J’avais envie qu’on ait une sensation de foisonnement, et aussi qu’on ressente les ambiances solaires et chaudes de Marseille.
On s’est beaucoup servi de références (des plans précis de certains films ou des photographies) et surtout, tous les chefs de poste (chef déco, costumière et chef op) ont collaboré ensemble en amont.
Vous représentez un Marseille qui semble intemporel comme Robert Guédigian. Est-ce la volonté de s’échapper de l’actualité ?
Complètement ! On a voulu jouer sur les frontières de la temporalité. Parce que ce sujet là (l’acceptation de nos identités multiples) était une bataille il y a 20 ans. Il l’est encore aujourd’hui. Et il risque de l’être (malheureusement) pour un petit bout de temps…
Après trois Courts, vous travaillez actuellement sur votre premier Long (À bord la vie). Quels sont les écueils à éviter ou surmonter quand on change de division ?
Pour le moment je suis au stade de l’écriture.
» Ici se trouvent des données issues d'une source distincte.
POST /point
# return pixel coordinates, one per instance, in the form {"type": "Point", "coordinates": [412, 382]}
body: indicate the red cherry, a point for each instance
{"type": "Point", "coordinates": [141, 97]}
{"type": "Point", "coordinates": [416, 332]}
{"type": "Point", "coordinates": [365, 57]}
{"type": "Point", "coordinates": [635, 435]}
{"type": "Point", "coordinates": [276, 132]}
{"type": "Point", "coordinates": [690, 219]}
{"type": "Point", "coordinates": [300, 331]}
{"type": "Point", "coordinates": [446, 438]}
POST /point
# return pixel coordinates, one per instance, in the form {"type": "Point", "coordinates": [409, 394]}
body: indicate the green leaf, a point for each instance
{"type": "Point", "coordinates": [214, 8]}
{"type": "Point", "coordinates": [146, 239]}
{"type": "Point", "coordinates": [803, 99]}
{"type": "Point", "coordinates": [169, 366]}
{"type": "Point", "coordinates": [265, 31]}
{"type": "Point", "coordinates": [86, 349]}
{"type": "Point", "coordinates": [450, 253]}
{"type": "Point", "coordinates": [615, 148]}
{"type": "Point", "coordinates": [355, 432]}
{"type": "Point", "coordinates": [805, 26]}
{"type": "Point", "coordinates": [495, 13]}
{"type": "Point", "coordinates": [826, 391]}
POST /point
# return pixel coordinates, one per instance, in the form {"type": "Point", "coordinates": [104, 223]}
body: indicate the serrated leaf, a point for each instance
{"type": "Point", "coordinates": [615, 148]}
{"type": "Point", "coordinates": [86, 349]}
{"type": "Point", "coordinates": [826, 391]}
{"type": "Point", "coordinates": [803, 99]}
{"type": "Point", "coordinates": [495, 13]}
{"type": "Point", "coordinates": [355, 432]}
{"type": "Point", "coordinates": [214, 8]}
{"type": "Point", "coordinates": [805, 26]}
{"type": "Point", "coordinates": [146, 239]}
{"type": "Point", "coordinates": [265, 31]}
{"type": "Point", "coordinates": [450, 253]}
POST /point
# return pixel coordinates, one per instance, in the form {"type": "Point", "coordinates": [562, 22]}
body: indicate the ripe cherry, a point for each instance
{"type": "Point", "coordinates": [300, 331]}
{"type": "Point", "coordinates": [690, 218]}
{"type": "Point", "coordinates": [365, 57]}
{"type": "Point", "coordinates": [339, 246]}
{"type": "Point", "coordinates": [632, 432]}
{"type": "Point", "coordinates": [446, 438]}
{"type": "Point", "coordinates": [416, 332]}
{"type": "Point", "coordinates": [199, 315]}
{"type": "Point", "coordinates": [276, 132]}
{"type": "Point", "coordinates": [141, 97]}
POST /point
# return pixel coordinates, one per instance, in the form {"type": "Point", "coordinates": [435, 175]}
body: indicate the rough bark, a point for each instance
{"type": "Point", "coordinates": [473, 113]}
Ce que je constate, c’est encore une fois que bien s’entourer est fondamental… je vois à quel point ce sont des projets de longue haleine. Alors il faut accepter d’y mettre beaucoup d’énergie et d’en faire une priorité. J’avais lu que pour aller au bout d’un développement d’un premier long-métrage, il fallait que le sujet soit de l’ordre de la nécessité pour l’auteur. Aujourd’hui je comprends pourquoi ! (Rires)
Où en est le projet de la série « Bagnardes ? »
Je développe ce projet avec 3 co-scénaristes en or : Laurent Turner, Pascal Dupont et Julia Cooperman (qui travaille majoritairement aux US). Nous avons terminé le pilote, bouclons la bible… La prochaine étape est la recherche d’un diffuseur.
Je croise les doigts parce que le sujet des bagnes de femmes est passionnant. Encore un aspect peu connu de notre histoire sur lequel il faut lever le voile.
Quelles sont les adresses (commerces) fétiches à Marseille et les spots où vous aimez vous ressourcer ?
Mon lieu de prédilection, c’est la Côte bleue (on a tourné Frère et sœur à la Vesse d’ailleurs). Moins prisée que le Parc national des Calanques mais tout aussi somptueuse. En termes de commerces, je suis fan de l’épicerie Sistaou dans le Camas. Ouverte par deux sœurs qui ont une sélection de produits incroyables. Et la partie traiteur est un délice. Puis pour une après-midi détente, j’adore La Boissonnerie. Le meilleur plan avant d’aller s’étaler sur les rochers des Goudes.
Aicha est à voir sur Arte le 8 septembre à 0h16 puis en replay sur arte tv.